HANCOCK COUNTY — State officials say over 200 Hoosiers were killed in car crashes during the first three months of 2022. Data from the Indiana Department of Transportation states a 17% increase in traffic fatalities compared to the same time period over the last five years.
The statistics, which showed 209 Hoosiers died on state roads through March, has law enforcement and the county’s prosecutor’s office concerned, particularly because summer is here, and they know more vehicles are on county roads with some driving impaired.
Prosecutor Brent Eaton said he wants residents of Hancock County to put an emphasis on driving safely and driving sober this summer due to the fact statistics show when people don’t, people die.
“Data shows that the number of traffic fatalities and injury crashes increases during the summer, so now is the time to emphasize safe driving,” Eaton said.
According to statistics from INDOT, the county had 1,971 total crashes in 2019 with 12 resulting in fatalities. Some 7% were speed related and some 2% were alcohol and impaired related. There were 957 accidents on rural roads and 733 accidents in Greenfield. The report shows accident totals increased during the warmer months.
In 2020, the sheriff’s department recorded six deaths from traffic crashes and five fatalities in 2021. Hancock county is not large enough to have a full-time crash investigation team, so the county’s FACTeam is called to investigate deadly crashes.
The sheriff’s public information officer, Capt. Robert Harris, said when deadly accidents occur officers are pulled in from their time off, other work details and even their patrol shifts, and that can cause a strain on the team members and patrol operations.
In order to combat more traffic accidents this year, Harris said deputies are working increased traffic patrols to hopefully reduce the number of crashes in Hancock County.
“With the rapid growth of homes and businesses in Hancock County, the number of cars on the road is increasing,” Harris said.
Plus, Harris said the majority of fatal crashes have drugs, alcohol or distracted driving as a contributing factor. It’s why law enforcement wants to remind people to remain attentive while driving, wear seat belts, and never consume drugs or alcohol before getting behind the wheel.
Law enforcement and state officials attribute the increase in crashes to motorists driving faster, fewer drivers and passengers wearing seat-belts and impaired driving, according to data from INDOT.
“Doing simple things like slowing down while driving and making sure everyone in the car is wearing a seat belt could end up saving lives,” Eaton said. “We’re hoping getting something out to remind drivers to slow down and be aware might save some lives.”
With the start of summer, now is also a good time to remember the importance of using a designated driver or a ride sharing app, officials suggest.

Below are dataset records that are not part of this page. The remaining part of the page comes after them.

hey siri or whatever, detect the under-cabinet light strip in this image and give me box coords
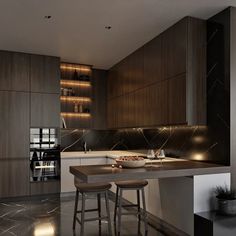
[60,96,91,103]
[60,65,91,72]
[60,80,91,87]
[61,112,91,118]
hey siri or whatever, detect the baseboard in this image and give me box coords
[108,190,189,236]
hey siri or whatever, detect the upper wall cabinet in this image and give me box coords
[162,18,187,79]
[31,93,60,127]
[30,55,60,94]
[0,51,30,92]
[107,17,206,128]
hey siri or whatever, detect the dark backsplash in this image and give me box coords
[61,9,230,166]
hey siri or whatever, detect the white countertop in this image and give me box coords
[61,150,147,159]
[60,150,186,163]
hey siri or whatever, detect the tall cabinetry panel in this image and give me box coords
[0,51,30,91]
[0,91,30,198]
[30,55,60,128]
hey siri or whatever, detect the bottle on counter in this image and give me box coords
[79,103,83,113]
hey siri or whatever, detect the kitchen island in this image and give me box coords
[69,159,230,183]
[68,154,230,236]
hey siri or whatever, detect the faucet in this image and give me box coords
[83,142,87,153]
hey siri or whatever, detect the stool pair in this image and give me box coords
[73,179,148,235]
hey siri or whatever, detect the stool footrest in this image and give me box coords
[76,216,109,224]
[121,204,138,208]
[76,208,98,213]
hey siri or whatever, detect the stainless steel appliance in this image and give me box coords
[30,128,60,182]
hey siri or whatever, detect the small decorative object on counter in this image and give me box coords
[74,103,79,113]
[215,185,236,216]
[116,156,146,168]
[112,164,115,168]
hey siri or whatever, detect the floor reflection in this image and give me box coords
[0,195,166,236]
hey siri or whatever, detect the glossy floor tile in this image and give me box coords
[0,195,166,236]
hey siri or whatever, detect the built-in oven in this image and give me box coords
[30,128,60,182]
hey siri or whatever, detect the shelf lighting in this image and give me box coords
[60,65,91,72]
[60,96,91,103]
[60,80,91,87]
[61,112,91,118]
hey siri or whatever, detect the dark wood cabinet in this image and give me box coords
[0,51,30,91]
[30,182,60,196]
[162,18,187,79]
[0,91,29,158]
[92,69,108,129]
[31,93,60,127]
[144,36,163,85]
[30,54,60,94]
[107,16,206,128]
[0,158,29,198]
[168,75,186,125]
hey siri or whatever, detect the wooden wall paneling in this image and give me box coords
[148,81,169,126]
[0,91,29,158]
[92,69,108,129]
[163,18,188,79]
[0,51,30,91]
[30,54,60,94]
[31,93,60,127]
[187,17,207,125]
[168,74,187,125]
[0,158,29,198]
[144,36,163,86]
[129,47,144,91]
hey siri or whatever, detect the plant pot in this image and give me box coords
[217,198,236,216]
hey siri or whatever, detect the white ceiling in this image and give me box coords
[0,0,235,69]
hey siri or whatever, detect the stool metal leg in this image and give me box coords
[105,191,112,235]
[73,189,79,230]
[80,193,86,236]
[117,189,123,235]
[141,188,148,233]
[137,190,141,222]
[97,193,101,229]
[114,186,119,222]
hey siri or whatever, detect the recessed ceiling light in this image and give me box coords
[105,26,112,30]
[44,15,52,19]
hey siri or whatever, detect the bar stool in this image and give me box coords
[114,180,148,235]
[73,179,112,236]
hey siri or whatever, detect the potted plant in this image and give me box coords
[215,185,236,216]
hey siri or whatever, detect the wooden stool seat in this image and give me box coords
[115,180,148,188]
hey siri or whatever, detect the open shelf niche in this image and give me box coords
[60,62,92,129]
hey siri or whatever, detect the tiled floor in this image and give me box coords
[0,195,166,236]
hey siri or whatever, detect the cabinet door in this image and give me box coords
[144,36,163,85]
[146,81,169,126]
[168,75,186,125]
[0,159,29,198]
[0,51,30,91]
[0,91,29,158]
[30,55,60,93]
[30,182,60,196]
[61,158,81,193]
[163,18,187,79]
[31,93,60,127]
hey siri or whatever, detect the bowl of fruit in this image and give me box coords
[116,156,146,168]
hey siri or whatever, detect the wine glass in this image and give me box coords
[158,149,165,166]
[147,149,155,167]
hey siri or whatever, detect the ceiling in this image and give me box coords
[0,0,235,69]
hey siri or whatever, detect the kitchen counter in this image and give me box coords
[70,160,230,183]
[61,150,148,159]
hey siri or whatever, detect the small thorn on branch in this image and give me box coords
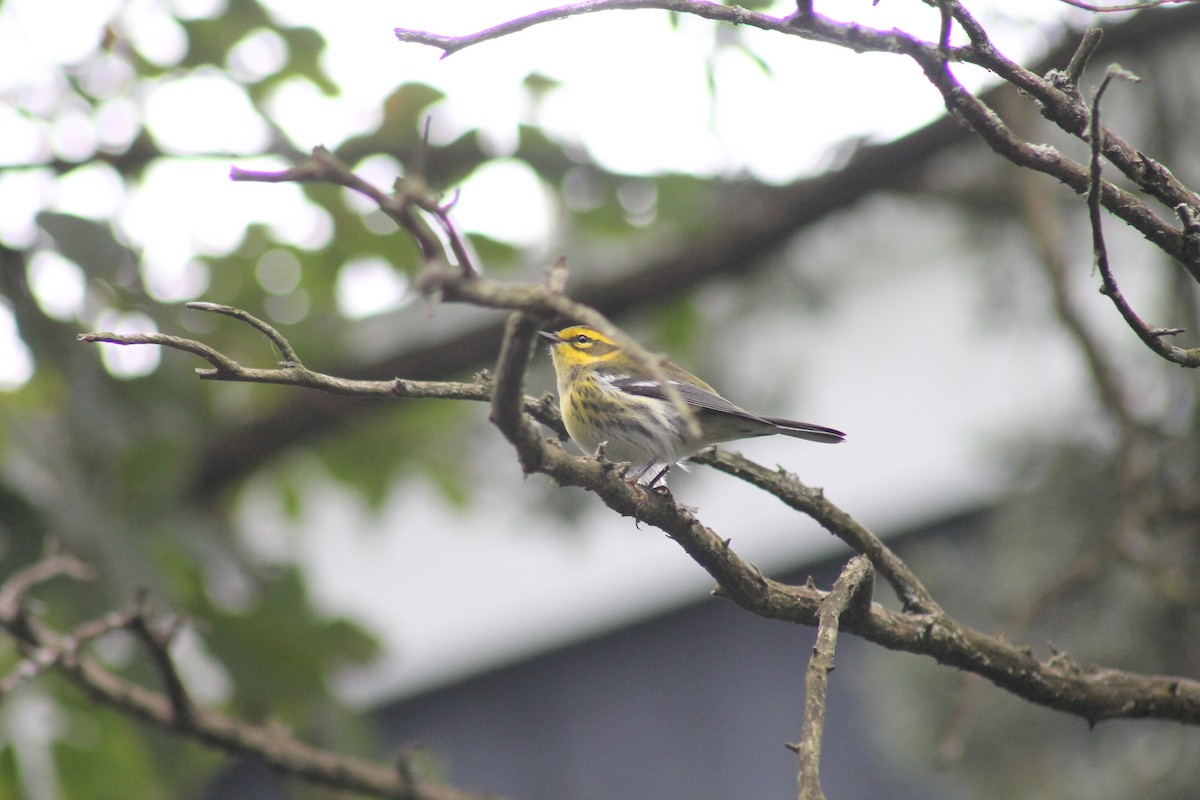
[545,256,569,295]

Law enforcement tends to see predictable spikes in drunk and drugged driving incidents and fatalities during the warm weather months and holiday weekends.
“All of us need to be more cognizant when we are out on the roadways, especially during the summer with so many people heading out on vacations or visiting family,” Eaton said. “Don’t become another statistic and don’t throw your life away by speeding or driving while under the influence.”
Now is also a good reminder to say something if you see something, law enforcement says.
“If you observe another motorist driving recklessly, call law enforcement,” Eaton said. “If you know someone is under the influence, do not let them get behind the wheel.”
By working together, local officials hope everyone can make sure everybody has a safe and enjoyable summer and fall.